Lacroix nodded. His thoughts were full of oddments, glimpses. A tune ran through his head, something a pair of beggar children had been singing outside the inn, yesterday or the day before. This was not how he had imagined it, the truth-telling time. It was as if his secrets had altered in the keeping, had grown like living things, so that he did not quite know them any more. Or that they were not entirely his, not the private stash or black treasure he had imagined. And once more it came to him, the thought that had touched him several times since coming back from Spain, that we are not private beings and cannot hide things inside ourselves. Everything is present, everything in view for those who know how to look.
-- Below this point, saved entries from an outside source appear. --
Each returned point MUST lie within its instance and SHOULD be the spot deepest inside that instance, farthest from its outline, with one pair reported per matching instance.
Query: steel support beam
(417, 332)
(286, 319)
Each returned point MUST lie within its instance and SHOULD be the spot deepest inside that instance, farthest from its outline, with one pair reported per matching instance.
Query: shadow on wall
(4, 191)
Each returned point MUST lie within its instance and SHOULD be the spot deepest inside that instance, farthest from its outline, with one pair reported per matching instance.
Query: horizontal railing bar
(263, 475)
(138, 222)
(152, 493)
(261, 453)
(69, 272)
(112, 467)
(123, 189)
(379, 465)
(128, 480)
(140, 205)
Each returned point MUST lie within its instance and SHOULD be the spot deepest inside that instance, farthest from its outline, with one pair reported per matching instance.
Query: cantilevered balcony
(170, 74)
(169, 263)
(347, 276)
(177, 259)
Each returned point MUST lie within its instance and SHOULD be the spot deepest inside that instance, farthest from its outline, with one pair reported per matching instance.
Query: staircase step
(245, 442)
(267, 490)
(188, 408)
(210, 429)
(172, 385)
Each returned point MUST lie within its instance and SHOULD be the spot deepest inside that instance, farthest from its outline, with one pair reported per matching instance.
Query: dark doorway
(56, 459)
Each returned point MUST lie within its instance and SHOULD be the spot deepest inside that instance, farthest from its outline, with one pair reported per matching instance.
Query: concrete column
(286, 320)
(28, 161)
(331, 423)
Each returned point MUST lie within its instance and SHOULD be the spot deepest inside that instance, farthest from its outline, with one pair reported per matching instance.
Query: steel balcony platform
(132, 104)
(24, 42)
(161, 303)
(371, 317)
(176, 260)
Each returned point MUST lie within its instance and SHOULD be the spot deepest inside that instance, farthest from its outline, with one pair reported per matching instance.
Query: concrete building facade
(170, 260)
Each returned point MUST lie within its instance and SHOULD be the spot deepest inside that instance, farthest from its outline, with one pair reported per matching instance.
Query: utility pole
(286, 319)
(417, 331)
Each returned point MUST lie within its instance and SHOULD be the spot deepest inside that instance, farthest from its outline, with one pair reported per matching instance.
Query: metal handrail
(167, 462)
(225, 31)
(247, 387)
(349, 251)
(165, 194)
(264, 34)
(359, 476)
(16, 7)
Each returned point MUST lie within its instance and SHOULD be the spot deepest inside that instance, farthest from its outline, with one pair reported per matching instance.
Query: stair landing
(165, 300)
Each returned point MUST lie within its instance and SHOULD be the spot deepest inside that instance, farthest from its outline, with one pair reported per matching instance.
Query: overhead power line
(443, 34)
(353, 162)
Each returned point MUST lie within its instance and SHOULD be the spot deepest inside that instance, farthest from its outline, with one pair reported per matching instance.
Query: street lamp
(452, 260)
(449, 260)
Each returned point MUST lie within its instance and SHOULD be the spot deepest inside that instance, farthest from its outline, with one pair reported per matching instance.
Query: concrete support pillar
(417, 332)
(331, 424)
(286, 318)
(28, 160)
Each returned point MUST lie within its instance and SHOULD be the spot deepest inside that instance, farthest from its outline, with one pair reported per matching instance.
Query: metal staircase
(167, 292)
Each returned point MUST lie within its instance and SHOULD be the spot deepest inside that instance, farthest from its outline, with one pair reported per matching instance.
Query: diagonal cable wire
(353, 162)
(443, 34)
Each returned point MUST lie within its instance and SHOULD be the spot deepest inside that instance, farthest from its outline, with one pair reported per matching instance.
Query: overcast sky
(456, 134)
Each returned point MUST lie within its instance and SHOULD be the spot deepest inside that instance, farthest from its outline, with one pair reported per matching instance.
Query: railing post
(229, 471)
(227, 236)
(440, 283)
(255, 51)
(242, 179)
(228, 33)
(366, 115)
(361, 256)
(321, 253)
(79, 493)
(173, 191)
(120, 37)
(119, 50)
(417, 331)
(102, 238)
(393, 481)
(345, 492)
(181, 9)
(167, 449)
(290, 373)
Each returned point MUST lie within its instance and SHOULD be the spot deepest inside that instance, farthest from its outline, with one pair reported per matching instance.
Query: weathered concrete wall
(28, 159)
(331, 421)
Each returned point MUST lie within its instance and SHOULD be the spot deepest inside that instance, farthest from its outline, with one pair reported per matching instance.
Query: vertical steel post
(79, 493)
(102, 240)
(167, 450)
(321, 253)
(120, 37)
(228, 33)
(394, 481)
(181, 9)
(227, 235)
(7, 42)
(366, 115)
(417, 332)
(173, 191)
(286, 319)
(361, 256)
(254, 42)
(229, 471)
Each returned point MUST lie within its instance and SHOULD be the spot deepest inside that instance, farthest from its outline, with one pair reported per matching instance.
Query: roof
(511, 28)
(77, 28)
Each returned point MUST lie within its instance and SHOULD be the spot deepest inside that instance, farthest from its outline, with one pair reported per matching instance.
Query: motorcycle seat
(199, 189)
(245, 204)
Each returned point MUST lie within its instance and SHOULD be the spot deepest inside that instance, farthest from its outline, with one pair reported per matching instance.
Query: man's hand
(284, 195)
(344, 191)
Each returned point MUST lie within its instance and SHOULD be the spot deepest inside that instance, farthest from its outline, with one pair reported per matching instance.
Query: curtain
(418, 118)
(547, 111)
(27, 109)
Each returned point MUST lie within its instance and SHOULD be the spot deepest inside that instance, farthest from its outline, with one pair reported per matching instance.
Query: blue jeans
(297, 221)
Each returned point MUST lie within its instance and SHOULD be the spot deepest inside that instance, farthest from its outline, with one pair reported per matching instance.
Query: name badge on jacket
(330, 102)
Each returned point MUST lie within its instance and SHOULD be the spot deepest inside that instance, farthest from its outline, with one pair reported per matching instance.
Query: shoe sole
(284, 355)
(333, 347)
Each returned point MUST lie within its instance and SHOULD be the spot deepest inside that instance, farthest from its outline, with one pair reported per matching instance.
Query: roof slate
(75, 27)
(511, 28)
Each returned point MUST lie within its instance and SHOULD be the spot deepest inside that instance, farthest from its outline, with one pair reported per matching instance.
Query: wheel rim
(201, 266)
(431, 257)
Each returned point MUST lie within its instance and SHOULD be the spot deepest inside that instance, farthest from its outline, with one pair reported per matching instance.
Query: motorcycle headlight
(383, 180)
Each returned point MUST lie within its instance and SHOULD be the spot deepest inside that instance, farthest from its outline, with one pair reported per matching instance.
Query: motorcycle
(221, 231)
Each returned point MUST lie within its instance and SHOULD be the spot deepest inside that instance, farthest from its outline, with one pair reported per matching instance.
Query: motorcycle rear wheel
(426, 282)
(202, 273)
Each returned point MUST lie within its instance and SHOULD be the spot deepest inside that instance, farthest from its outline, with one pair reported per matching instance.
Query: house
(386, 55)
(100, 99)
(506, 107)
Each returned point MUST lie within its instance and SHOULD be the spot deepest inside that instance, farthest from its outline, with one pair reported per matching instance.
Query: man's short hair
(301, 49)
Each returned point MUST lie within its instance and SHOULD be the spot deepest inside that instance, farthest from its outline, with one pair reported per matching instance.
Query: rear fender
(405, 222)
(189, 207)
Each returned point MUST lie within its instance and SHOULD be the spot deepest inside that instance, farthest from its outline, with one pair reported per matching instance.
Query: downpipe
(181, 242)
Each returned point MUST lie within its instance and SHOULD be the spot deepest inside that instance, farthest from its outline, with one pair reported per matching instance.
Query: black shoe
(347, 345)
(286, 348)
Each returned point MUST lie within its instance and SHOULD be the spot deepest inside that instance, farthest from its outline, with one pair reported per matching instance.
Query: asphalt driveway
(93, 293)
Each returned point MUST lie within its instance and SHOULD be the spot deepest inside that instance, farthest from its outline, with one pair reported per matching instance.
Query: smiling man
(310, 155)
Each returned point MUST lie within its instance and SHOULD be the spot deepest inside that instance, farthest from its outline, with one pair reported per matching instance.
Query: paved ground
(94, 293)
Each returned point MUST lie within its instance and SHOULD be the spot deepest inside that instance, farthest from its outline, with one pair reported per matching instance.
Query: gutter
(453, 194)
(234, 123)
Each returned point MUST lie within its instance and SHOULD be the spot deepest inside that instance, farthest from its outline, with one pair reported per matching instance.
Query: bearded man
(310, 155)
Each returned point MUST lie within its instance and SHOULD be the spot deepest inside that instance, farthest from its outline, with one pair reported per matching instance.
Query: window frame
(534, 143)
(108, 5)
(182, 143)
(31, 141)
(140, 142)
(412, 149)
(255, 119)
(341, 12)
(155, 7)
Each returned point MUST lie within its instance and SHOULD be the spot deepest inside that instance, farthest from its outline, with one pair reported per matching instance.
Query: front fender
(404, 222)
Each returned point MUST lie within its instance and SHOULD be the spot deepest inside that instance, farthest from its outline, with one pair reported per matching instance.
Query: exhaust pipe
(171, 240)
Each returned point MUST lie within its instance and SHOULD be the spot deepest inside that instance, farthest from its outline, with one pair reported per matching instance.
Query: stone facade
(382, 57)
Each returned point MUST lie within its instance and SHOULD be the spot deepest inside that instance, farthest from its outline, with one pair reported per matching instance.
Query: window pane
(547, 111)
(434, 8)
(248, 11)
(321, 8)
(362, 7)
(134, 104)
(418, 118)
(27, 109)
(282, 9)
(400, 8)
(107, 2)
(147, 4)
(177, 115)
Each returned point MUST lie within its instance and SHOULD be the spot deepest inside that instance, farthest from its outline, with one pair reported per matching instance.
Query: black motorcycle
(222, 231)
“Captain Browne,” said Emily. “Where is he now?”
“Henderson? If he is still searching for Lacroix here I’d say he was out in the islands.”
“The islands?”
“Unless he has given it up. Which I doubt.”
“John,” said Emily. “John?”
He touched her shoulder and she twisted round to him.
“John. You heard him? You heard what he said?”
“I did.”
“Then we must go. Today. We must leave. Immediately.”
“She is right enough there,” said the master. “Run south. Put as many miles as you can between yourselves and this man.”
“She does not mean that,” said Lacroix. “Her brother and sister are out there.”
“Where? The islands? Well do not, in God’s name, tell me which one. I want to know nothing of where you are headed. Go for them if you must, but you would be wise not to spend a single night in any house where he might have good reason to look for you. Not till you hear they’ve strung him up in the Grassmarket.”
“He has already had ten days,” said Emily.
The master heard the catch in her voice; he moved to comfort her. “He would need to find a boat first,” he said. “And this weather will slow him down. And there are many islands to search.”